Crosby looked down at his papers. “Excused, Professor. I would now like to have Mr. Venson recalled so as to continue our questioning as to Mr. van Slyke’s knowledge of any of these facts. I — ”
“Just a minute,” said Ballmeier, advancing to the fray. He directed his address to the judge alone. “Your honour, I have a legal right to cross-question this witness now, instead of waiting until my opponent finishes with our witness Venson. However, I am not going to do so. To cross-question on this matter now is to clog the courts and hinder justice which at last is being meted out to this roué and reprobate, Archibald Chalmers, sitting over there and taking everything in as calmly as a man innocent of actually tampering with the courts. All this testimony, your honour, about Captain Josiah Quarlbush and his pickled hand and all the rest of that fol-de-rol is immaterial and irrelevant, and I ask that the whole of it be struck from the record.”
“I’m afraid so,” pronounced Lockhart, gazing down severely at Crosby. “In pursuing such a line of testimony, we are getting entirely away from the known facts of the matter.” He nodded sadly to the court stenographer who had paused, pencil in hand above the offending pages. “Strike it all out.” And the pencil descended in long vertical swoops.

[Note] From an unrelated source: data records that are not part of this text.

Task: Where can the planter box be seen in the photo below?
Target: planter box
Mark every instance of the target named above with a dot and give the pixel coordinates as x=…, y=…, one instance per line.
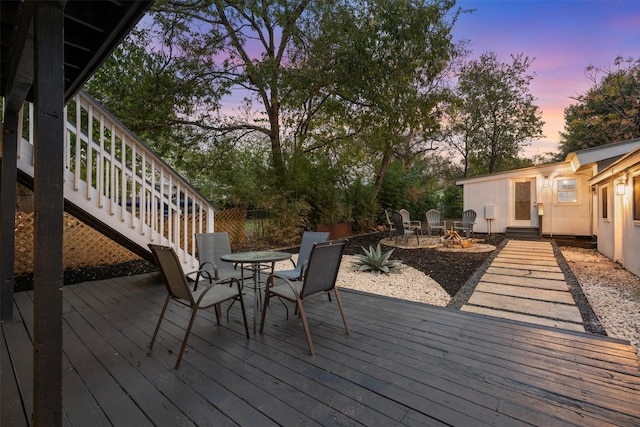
x=336, y=231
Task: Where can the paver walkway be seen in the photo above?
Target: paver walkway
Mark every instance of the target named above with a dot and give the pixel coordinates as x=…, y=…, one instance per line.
x=524, y=282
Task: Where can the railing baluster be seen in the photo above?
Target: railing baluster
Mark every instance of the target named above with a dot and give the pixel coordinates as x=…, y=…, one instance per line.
x=100, y=178
x=77, y=170
x=104, y=166
x=89, y=161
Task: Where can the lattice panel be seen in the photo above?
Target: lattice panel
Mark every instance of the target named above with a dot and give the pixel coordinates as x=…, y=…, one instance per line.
x=23, y=262
x=233, y=222
x=83, y=246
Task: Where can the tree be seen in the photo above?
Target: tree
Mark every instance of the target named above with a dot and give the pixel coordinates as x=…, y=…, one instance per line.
x=608, y=112
x=156, y=93
x=382, y=67
x=495, y=115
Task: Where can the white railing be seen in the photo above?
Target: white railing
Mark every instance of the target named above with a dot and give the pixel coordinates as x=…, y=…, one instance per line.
x=119, y=181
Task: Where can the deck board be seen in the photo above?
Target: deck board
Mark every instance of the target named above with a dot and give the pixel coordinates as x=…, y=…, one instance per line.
x=404, y=363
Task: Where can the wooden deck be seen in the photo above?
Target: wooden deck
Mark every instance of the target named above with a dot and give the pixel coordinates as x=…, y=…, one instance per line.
x=403, y=364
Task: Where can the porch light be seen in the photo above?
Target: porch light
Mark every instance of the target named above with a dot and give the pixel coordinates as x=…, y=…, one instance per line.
x=621, y=187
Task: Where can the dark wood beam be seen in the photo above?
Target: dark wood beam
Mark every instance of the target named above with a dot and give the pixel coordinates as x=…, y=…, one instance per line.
x=20, y=69
x=8, y=213
x=49, y=207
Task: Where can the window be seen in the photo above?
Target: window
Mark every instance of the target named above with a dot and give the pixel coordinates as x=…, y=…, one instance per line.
x=567, y=191
x=636, y=198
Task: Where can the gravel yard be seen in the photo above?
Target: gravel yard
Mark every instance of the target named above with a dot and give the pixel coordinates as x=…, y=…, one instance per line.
x=434, y=277
x=612, y=291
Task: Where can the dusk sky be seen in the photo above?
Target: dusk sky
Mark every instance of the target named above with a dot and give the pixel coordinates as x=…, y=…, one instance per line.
x=564, y=37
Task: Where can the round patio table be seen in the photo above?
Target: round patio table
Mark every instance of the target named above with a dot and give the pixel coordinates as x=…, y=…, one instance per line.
x=255, y=259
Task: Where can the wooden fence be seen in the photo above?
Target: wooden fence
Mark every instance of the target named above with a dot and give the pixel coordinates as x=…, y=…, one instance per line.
x=86, y=247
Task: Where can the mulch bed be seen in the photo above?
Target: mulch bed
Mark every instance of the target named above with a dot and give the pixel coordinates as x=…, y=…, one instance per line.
x=450, y=269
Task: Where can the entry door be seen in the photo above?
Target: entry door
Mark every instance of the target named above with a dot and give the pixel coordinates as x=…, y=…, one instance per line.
x=524, y=209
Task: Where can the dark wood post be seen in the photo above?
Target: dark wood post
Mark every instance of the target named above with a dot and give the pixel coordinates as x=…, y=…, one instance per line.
x=8, y=213
x=49, y=208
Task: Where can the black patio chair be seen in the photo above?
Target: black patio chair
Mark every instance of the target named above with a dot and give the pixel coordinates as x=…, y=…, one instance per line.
x=319, y=278
x=178, y=290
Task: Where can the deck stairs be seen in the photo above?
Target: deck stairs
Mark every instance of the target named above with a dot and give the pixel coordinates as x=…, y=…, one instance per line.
x=522, y=233
x=117, y=185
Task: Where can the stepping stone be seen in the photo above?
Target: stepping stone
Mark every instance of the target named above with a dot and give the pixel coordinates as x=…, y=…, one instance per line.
x=558, y=285
x=525, y=318
x=559, y=296
x=527, y=306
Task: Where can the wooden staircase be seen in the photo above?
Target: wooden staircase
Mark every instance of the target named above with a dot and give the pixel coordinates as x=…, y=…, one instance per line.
x=522, y=233
x=116, y=184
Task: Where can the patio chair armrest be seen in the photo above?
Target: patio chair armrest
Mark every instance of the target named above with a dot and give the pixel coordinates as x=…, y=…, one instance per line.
x=199, y=273
x=215, y=270
x=271, y=281
x=210, y=286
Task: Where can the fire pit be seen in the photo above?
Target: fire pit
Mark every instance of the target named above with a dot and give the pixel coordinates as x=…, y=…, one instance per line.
x=455, y=240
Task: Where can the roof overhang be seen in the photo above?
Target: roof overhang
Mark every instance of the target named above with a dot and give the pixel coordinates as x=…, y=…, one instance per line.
x=92, y=29
x=618, y=168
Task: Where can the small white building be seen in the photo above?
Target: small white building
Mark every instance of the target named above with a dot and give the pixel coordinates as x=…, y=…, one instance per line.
x=579, y=197
x=618, y=211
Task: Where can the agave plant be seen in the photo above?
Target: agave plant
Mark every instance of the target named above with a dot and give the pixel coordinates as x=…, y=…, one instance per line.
x=377, y=262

Crosby smiled a strained smile. “Very well, your honour.” He turned to the clerk. “I will continue then with my questioning of Mr. Venson.”
So Venson, the dead Rupert van Slyke’s servant whose cross-examination had been interrupted so that the dainty little Professor from the University of Chicago might interpolate some facts as a basis for further interrogation, again ascended the stand and settled resignedly in it.